The moment that Luca walks out of the room, I sink down onto the couch, struggling not to burst into tears.

For all my bravado, I’m terrified. Everything that’s happened tonight—the drugging, the kidnapping, waking up in the hotel room only to be stuck in a closet during a shootout, fainting only to wake up in another strange room…and then being told that I have to marry this strange man?

It’s too much. It overwhelms me, and I press one hand over my mouth, trying desperately to breathe, not to cry, but I can’t help it. Too much has happened, too much has changed, and I feel the tears start to drip down my cheeks.

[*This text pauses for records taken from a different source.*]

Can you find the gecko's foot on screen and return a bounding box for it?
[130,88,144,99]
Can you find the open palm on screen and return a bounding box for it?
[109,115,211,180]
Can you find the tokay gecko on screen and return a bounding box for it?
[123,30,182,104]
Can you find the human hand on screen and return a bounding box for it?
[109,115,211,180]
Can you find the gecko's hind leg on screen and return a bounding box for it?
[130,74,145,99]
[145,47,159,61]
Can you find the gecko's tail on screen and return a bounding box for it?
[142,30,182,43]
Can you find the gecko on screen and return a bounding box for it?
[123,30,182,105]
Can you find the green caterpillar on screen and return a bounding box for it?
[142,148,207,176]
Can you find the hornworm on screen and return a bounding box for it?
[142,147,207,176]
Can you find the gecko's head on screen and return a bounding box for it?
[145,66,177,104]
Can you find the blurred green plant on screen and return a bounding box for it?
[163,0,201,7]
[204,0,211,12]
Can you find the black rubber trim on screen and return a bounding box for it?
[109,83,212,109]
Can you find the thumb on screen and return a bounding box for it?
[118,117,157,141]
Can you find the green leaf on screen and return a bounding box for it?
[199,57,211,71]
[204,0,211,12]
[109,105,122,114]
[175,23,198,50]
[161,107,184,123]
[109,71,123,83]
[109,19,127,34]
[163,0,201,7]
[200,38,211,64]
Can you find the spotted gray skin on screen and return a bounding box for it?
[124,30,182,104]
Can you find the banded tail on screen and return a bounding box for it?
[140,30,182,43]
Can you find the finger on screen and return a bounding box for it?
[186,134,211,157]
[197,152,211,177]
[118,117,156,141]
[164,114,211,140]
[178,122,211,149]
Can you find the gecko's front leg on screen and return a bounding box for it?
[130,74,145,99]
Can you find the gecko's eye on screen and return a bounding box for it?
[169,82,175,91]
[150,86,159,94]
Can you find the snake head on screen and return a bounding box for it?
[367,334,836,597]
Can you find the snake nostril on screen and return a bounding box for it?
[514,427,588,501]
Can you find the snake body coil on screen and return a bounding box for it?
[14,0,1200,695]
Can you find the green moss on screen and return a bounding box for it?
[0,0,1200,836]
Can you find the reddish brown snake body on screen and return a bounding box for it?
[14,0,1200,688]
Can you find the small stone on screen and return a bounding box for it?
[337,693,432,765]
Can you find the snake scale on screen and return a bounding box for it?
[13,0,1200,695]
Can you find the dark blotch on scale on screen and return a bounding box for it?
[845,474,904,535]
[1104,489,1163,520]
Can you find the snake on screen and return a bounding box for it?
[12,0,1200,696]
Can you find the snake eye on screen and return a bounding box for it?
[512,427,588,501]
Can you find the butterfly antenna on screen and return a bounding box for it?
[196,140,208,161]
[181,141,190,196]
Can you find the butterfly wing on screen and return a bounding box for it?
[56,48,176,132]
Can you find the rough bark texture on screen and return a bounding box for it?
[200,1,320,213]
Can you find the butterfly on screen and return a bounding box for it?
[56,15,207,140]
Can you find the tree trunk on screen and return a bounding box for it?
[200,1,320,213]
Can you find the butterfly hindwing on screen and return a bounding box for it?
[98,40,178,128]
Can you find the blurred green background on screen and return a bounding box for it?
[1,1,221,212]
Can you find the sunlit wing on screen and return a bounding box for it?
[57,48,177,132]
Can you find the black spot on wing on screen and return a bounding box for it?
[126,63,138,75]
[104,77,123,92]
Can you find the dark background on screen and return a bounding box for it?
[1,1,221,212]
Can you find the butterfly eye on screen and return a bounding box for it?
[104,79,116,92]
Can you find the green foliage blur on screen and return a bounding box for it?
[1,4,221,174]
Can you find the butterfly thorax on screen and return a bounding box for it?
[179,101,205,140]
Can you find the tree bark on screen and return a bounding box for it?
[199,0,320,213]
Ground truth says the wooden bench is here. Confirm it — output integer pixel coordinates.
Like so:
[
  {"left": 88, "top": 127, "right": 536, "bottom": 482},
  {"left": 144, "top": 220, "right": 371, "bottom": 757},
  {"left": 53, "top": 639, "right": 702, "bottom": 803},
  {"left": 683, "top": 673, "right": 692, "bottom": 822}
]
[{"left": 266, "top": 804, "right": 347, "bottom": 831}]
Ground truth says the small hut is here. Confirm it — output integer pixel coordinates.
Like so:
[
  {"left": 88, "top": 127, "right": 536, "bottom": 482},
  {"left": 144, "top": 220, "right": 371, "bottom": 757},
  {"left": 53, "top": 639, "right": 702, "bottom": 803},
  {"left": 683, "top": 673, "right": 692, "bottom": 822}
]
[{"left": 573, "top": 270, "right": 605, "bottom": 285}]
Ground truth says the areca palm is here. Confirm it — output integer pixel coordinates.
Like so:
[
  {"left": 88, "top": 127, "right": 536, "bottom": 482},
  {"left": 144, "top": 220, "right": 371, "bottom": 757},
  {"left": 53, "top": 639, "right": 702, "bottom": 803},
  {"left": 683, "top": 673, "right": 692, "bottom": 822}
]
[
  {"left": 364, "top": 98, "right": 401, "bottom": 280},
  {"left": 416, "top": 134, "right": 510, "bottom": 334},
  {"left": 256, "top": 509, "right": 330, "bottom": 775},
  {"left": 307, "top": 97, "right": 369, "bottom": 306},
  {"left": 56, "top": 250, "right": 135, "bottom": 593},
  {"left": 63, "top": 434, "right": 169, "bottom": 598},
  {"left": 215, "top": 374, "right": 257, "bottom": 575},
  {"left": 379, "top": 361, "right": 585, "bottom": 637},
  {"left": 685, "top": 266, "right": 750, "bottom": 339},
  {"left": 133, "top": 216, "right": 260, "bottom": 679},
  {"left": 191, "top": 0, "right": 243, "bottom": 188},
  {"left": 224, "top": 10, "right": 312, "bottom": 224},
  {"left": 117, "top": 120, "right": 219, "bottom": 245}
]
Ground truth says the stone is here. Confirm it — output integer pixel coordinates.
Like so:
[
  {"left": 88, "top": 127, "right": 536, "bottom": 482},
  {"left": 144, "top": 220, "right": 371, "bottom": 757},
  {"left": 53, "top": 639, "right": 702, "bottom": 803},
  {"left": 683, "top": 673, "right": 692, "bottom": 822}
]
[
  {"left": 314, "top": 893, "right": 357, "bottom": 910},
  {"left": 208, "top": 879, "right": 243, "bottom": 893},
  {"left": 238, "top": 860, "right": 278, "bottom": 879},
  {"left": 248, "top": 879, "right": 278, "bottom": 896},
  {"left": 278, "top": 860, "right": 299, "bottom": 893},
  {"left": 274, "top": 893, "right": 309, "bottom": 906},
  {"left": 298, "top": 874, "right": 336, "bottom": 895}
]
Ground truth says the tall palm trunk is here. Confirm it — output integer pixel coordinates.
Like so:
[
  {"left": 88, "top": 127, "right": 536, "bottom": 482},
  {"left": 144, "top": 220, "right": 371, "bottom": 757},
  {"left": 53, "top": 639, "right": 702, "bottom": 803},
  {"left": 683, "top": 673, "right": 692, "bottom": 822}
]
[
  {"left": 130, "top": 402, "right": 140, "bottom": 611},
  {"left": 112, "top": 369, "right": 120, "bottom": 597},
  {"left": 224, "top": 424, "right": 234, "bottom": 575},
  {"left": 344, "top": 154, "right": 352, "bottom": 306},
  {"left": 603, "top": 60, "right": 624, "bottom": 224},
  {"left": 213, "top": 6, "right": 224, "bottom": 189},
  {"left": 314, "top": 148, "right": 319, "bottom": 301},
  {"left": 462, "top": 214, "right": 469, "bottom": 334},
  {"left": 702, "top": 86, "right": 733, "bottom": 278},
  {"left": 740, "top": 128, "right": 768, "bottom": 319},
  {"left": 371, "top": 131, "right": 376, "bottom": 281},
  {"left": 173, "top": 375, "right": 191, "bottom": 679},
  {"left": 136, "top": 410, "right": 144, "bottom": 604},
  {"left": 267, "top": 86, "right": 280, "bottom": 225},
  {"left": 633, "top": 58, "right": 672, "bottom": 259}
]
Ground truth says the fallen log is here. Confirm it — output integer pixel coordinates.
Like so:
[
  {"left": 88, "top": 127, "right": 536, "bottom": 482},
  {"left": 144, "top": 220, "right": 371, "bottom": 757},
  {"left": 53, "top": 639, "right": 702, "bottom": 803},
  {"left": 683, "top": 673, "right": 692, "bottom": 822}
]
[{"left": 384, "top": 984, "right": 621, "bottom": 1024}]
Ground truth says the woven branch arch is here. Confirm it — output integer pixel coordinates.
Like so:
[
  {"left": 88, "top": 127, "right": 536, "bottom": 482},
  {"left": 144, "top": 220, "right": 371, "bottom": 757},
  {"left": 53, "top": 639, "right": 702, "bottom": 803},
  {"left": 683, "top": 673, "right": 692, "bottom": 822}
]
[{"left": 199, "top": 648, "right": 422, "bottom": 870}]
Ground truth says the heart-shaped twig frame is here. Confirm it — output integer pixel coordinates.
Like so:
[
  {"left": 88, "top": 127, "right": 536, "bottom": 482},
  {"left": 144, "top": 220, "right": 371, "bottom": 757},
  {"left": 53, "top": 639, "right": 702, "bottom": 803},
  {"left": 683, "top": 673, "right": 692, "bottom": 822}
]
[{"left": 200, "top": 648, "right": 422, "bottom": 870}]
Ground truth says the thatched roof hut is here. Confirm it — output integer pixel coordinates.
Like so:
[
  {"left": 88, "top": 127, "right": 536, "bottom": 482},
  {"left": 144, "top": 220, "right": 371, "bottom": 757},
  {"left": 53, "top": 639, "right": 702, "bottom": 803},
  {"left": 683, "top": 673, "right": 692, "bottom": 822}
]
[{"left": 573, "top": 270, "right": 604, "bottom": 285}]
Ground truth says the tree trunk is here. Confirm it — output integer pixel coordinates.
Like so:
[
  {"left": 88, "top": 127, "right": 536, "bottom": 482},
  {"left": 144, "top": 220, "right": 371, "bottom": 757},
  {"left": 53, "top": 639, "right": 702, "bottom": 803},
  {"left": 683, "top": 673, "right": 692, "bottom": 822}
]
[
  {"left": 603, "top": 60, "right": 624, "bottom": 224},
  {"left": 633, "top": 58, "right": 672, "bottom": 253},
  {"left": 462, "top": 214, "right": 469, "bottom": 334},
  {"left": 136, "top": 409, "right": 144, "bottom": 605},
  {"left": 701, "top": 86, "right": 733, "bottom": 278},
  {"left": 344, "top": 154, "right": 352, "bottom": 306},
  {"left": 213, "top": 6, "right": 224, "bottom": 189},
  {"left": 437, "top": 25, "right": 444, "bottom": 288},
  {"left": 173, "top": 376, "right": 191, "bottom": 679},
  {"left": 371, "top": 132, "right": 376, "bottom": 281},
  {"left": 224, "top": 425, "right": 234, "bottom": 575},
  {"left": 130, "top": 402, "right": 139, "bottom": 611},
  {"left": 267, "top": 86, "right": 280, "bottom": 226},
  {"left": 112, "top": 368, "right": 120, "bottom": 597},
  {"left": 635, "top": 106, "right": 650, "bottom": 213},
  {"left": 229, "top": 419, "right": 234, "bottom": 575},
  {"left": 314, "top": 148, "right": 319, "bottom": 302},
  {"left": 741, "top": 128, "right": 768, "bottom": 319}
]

A moment later my face is buried in my hands, my shoulders shaking with deep, wracking sobs that threaten to send me over the edge into hysteria.

Somewhere in the middle of it, I hear a faint beep, like a smoke alarm, and look up to see a red light blinking next to the front door. A moment later, there’s another, farther off.

Fuck.

He set the alarms, just like he said I would. I’m trapped in this luxurious fortress of a penthouse, with a man who might as well be my jailer. A man who claims I have to marry him—or else.

I don’t know what the ‘or else’ might be, but nothing I’ve seen or heard tonight makes me think that it would be anything good. I definitely don’t think that it would include going back to my old apartment or my old life. And the thought of that terrifies me.

Why would you do this to me, papa?I stifle another sob, the voice in my head that of a sad, frightened twelve year old girl. I feel as if I’m losing him all over again, because the man I knew, the one who spun me in circles and smelled like vanilla tobacco, the one who brought me books and listened to me play the violin even before I was any good at it, wouldn’t have done this to me. He wouldn’t have forced me into a marriage with a man I don’t even know, a man in line to run the same organization that caused his death, that threatened my mother and all but certainly drove her to an early grave.

He would have, if it were the only way to keep you safe,I hear the small voice in my head whisper, but I don’t want to believe that. I don’t want to believe that there’s no other choice. Before tonight, I didn’t even know that the Bratva existed. I didn’t know any of this—and I can’t believe that all this time, this shadowy fate has just been waiting for me. That I’ve been living out a plan for a life that was never going to exist.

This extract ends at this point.